CS 1571: Homework 4 (written)

Planning, Uncertainty and Probabilistic Reasoning (Chapters 10, 13-14)

Assigned: November 15, 2017

Due: December 1 , 2017

1. Planning (25 pts)

Consider the following simple domain:

  • Initial State: A, B, C
  • Goal: C, D, E
  • Operator O1 Preconditions: A; Add Effects: F; Delete Effects: C
  • Operator O2 Preconditions: A; Add Effects: D; Delete Effects: B
  • Operator O3 Preconditions: B; Add Effects: C
  • Operator O4 Preconditions: F; Add Effects: D, E, G

    (a) State-Space Search: Draw the full search tree with a depth limit=2 in a forward progression state-space search (assume no repeated states). For full credit, be sure to show the list of predicates (or the equivalent graphical representation of the blocks) for each state, and explicitly label the actions that get you from one state to another (as in Figure 10.5). State whether your search finds a plan which achieves the goal, and why?

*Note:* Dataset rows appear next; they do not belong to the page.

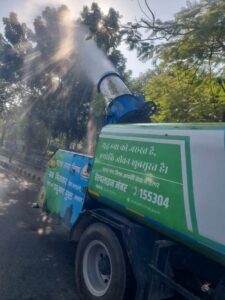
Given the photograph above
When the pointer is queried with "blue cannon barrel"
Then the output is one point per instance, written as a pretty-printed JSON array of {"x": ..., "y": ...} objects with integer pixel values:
[{"x": 123, "y": 107}]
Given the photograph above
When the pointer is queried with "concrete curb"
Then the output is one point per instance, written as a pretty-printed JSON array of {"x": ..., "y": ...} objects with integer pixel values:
[{"x": 22, "y": 171}]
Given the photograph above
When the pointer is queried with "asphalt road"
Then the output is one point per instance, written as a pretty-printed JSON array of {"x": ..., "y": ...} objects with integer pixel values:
[{"x": 36, "y": 259}]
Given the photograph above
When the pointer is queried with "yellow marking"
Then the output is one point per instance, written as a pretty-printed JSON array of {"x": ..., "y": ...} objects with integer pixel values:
[
  {"x": 134, "y": 211},
  {"x": 93, "y": 193}
]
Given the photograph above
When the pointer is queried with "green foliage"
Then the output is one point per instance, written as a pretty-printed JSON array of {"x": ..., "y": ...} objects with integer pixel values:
[
  {"x": 42, "y": 78},
  {"x": 104, "y": 29},
  {"x": 183, "y": 95},
  {"x": 196, "y": 34}
]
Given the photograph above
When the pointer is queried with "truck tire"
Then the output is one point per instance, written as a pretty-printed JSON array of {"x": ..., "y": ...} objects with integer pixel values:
[{"x": 100, "y": 266}]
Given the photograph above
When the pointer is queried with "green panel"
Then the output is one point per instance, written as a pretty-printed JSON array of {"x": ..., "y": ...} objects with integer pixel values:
[{"x": 145, "y": 175}]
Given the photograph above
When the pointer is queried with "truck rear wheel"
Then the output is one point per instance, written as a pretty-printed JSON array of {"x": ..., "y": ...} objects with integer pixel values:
[{"x": 100, "y": 267}]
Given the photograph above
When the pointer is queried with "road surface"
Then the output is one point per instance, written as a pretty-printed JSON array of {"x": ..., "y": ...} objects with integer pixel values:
[{"x": 36, "y": 259}]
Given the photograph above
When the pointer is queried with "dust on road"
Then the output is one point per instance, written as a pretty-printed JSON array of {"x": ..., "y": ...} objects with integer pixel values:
[{"x": 36, "y": 259}]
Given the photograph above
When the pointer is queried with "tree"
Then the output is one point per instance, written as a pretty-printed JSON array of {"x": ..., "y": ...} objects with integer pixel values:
[
  {"x": 183, "y": 95},
  {"x": 104, "y": 29},
  {"x": 196, "y": 34}
]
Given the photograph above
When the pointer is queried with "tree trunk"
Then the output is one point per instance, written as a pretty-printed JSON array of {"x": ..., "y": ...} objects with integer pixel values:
[{"x": 3, "y": 135}]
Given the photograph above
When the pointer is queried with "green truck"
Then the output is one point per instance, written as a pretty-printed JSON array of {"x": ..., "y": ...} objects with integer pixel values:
[{"x": 148, "y": 211}]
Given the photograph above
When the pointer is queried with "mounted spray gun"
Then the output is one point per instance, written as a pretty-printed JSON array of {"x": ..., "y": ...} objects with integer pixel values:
[{"x": 123, "y": 107}]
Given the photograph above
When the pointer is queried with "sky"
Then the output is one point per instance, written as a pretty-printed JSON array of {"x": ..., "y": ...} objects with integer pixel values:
[{"x": 27, "y": 10}]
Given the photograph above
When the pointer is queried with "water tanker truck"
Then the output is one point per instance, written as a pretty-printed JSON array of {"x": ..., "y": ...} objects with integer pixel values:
[{"x": 148, "y": 211}]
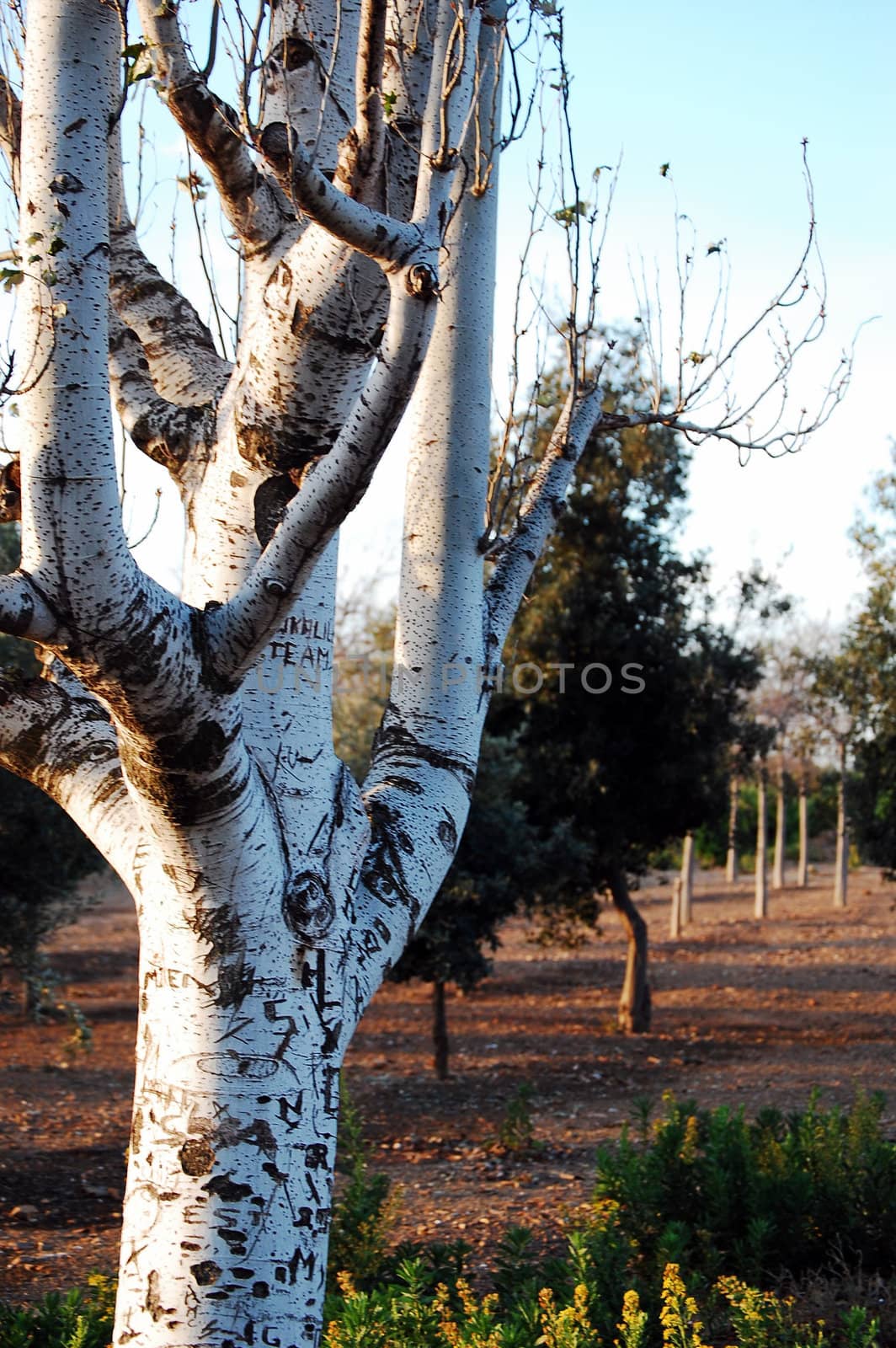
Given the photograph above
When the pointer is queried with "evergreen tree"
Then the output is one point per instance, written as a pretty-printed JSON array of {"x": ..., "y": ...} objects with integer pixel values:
[
  {"x": 44, "y": 853},
  {"x": 628, "y": 741}
]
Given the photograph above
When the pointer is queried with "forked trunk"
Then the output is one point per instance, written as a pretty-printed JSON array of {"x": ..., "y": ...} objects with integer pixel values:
[
  {"x": 732, "y": 860},
  {"x": 760, "y": 905},
  {"x": 635, "y": 999},
  {"x": 441, "y": 1045}
]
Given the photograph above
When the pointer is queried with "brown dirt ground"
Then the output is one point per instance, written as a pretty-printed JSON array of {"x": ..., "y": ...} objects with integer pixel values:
[{"x": 745, "y": 1013}]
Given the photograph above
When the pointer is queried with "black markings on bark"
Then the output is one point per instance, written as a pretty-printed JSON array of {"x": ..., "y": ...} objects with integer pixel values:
[
  {"x": 448, "y": 833},
  {"x": 296, "y": 51},
  {"x": 309, "y": 909},
  {"x": 271, "y": 502},
  {"x": 152, "y": 1301},
  {"x": 235, "y": 984},
  {"x": 219, "y": 927},
  {"x": 227, "y": 1190},
  {"x": 383, "y": 869},
  {"x": 394, "y": 743},
  {"x": 205, "y": 1273},
  {"x": 197, "y": 1157},
  {"x": 233, "y": 1239}
]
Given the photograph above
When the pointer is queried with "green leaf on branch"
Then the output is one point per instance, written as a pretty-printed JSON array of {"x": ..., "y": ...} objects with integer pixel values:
[
  {"x": 138, "y": 62},
  {"x": 566, "y": 216}
]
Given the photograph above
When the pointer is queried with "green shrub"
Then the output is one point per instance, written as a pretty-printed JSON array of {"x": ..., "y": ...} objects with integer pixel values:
[
  {"x": 77, "y": 1320},
  {"x": 721, "y": 1195}
]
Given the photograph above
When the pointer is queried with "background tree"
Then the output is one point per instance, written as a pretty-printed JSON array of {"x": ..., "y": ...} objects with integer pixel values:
[
  {"x": 502, "y": 860},
  {"x": 44, "y": 853},
  {"x": 840, "y": 703},
  {"x": 872, "y": 653},
  {"x": 626, "y": 739},
  {"x": 355, "y": 166}
]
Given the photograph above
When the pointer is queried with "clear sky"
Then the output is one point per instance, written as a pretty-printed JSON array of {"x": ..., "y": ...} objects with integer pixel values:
[{"x": 725, "y": 94}]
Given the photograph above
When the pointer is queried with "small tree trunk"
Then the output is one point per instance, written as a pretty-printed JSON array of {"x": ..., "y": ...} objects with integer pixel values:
[
  {"x": 781, "y": 833},
  {"x": 635, "y": 1001},
  {"x": 731, "y": 860},
  {"x": 802, "y": 869},
  {"x": 760, "y": 907},
  {"x": 675, "y": 917},
  {"x": 687, "y": 878},
  {"x": 441, "y": 1046},
  {"x": 841, "y": 864}
]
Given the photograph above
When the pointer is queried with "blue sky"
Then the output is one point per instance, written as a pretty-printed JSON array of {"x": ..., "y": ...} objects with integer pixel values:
[{"x": 725, "y": 94}]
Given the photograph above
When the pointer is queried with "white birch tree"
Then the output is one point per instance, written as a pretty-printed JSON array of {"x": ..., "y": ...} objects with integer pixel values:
[{"x": 273, "y": 894}]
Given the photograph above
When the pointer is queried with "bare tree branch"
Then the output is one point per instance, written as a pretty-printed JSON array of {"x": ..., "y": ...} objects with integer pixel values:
[
  {"x": 24, "y": 611},
  {"x": 253, "y": 206},
  {"x": 360, "y": 168},
  {"x": 543, "y": 503},
  {"x": 165, "y": 431},
  {"x": 177, "y": 344},
  {"x": 390, "y": 242}
]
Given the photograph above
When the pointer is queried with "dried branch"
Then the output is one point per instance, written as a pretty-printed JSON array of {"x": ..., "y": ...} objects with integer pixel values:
[
  {"x": 179, "y": 347},
  {"x": 543, "y": 503},
  {"x": 253, "y": 206}
]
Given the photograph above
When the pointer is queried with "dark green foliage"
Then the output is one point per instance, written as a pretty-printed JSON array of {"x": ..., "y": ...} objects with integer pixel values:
[
  {"x": 44, "y": 853},
  {"x": 76, "y": 1320},
  {"x": 44, "y": 858},
  {"x": 500, "y": 863},
  {"x": 704, "y": 1206},
  {"x": 721, "y": 1195},
  {"x": 627, "y": 770},
  {"x": 363, "y": 1215}
]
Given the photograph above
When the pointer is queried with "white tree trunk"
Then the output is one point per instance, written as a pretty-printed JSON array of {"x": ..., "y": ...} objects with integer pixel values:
[
  {"x": 675, "y": 913},
  {"x": 687, "y": 880},
  {"x": 802, "y": 869},
  {"x": 841, "y": 862},
  {"x": 781, "y": 833},
  {"x": 192, "y": 736},
  {"x": 760, "y": 903},
  {"x": 733, "y": 800}
]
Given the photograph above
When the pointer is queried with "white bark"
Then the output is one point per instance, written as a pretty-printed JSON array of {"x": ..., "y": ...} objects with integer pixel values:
[
  {"x": 781, "y": 831},
  {"x": 731, "y": 860},
  {"x": 192, "y": 738},
  {"x": 687, "y": 880},
  {"x": 760, "y": 903},
  {"x": 675, "y": 912},
  {"x": 841, "y": 862},
  {"x": 802, "y": 869}
]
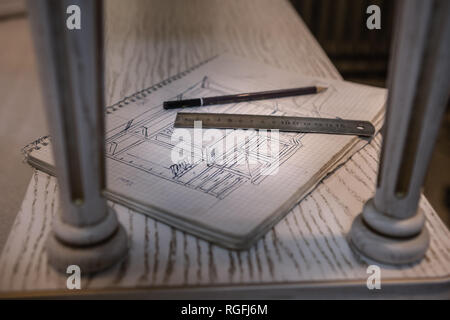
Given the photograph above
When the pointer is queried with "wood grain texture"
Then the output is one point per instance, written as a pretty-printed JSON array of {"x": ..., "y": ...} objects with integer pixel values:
[{"x": 147, "y": 43}]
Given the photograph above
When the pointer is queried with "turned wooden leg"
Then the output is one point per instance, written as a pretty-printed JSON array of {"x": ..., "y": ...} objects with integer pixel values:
[
  {"x": 391, "y": 228},
  {"x": 86, "y": 232}
]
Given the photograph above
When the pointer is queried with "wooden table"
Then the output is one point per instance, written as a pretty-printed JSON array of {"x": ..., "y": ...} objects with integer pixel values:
[{"x": 305, "y": 255}]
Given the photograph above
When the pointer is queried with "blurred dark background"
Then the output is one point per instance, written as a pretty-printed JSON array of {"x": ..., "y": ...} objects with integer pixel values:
[{"x": 362, "y": 55}]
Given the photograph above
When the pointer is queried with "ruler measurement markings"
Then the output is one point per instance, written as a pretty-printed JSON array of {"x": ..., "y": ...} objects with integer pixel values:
[{"x": 282, "y": 123}]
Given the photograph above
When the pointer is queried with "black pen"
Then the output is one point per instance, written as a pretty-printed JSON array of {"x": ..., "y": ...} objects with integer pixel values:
[{"x": 242, "y": 97}]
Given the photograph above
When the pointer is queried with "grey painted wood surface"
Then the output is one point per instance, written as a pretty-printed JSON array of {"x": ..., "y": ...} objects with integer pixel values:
[{"x": 308, "y": 248}]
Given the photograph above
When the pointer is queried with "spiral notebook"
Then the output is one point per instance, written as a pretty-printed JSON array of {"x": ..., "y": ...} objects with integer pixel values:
[{"x": 260, "y": 175}]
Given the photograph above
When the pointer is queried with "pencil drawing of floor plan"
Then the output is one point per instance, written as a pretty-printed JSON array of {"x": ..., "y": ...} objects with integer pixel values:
[{"x": 145, "y": 143}]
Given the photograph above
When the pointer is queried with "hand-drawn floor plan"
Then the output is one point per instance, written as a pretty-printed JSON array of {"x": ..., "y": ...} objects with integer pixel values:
[{"x": 145, "y": 143}]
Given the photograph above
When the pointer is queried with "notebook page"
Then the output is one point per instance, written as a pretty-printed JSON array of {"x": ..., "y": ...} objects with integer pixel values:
[{"x": 227, "y": 192}]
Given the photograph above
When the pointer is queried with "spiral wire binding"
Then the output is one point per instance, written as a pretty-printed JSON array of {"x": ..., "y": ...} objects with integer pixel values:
[{"x": 45, "y": 140}]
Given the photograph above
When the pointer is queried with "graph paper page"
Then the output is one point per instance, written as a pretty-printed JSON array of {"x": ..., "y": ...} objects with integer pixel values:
[{"x": 238, "y": 184}]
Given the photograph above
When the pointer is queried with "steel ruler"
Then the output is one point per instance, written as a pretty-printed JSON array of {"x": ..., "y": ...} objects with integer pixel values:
[{"x": 282, "y": 123}]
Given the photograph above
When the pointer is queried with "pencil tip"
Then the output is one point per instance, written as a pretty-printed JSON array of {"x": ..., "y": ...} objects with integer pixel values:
[{"x": 321, "y": 89}]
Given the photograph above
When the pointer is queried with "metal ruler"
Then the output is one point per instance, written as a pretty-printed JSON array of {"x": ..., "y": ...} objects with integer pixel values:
[{"x": 282, "y": 123}]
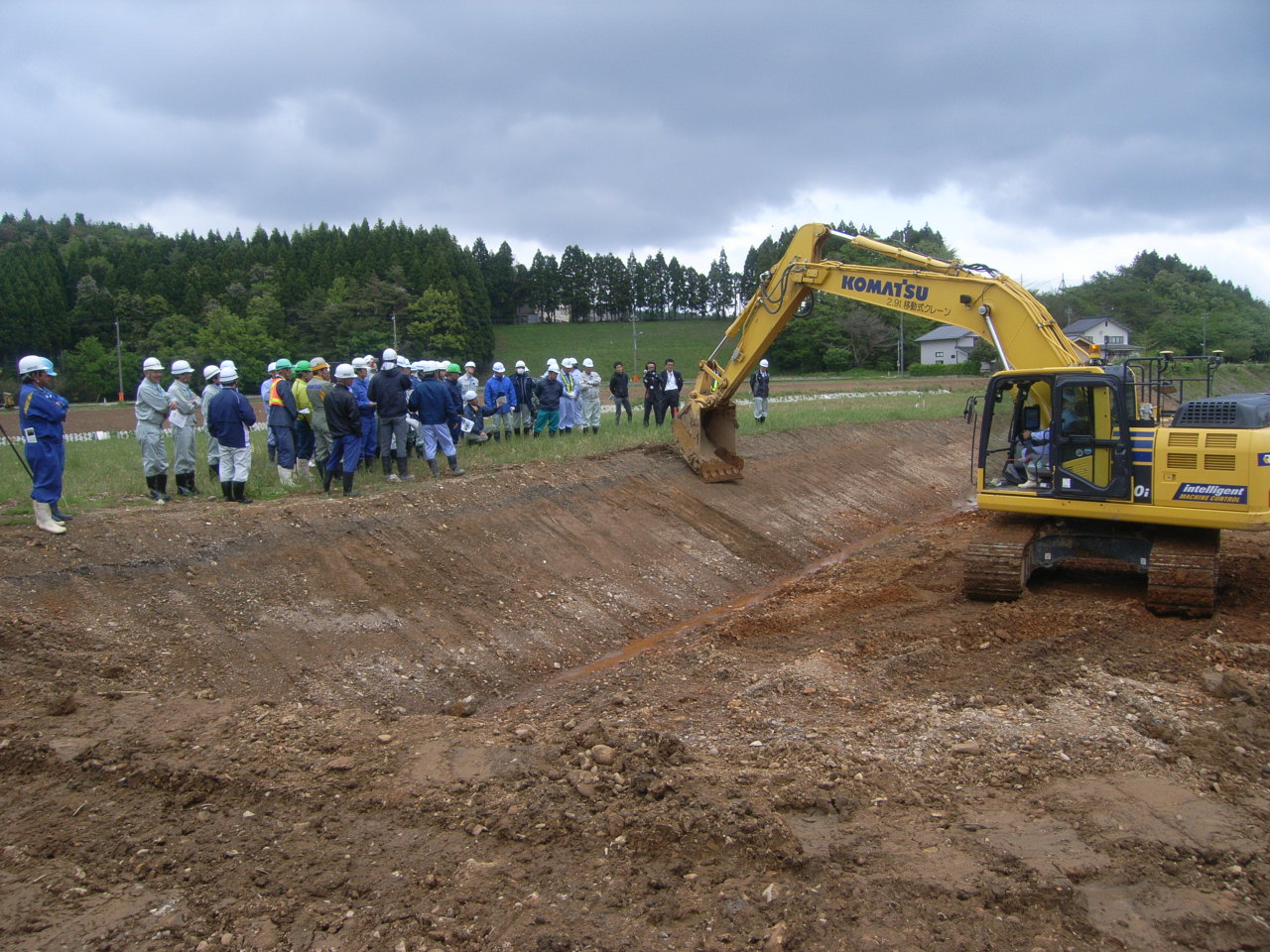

    (b) Partially Ordered Planning: Show the final plan that would be output by a partial-order regression planner for this problem (as in Figure 10.13c). Give an example of one linearization of the partial-order plan.

    2. Probability (15 pts)

    13.8 (Russell and Norvig, p. 507)

    3. Probability (15 pts)

    Of the entire population, 2% has a certain disease X. A test Y, which indicates whether or not a person has the disease, is not 100% accurate. If a person has the disease, there is a 6% chance that it will go undetected by the test. However, there is also a 9% chance of "false alarm" (meaning that the person does not have the disease but the test indicates otherwise). A person Z takes a test which later comes out positive (meaning that the test says he has the disease). What is the probability of this person having the disease in reality?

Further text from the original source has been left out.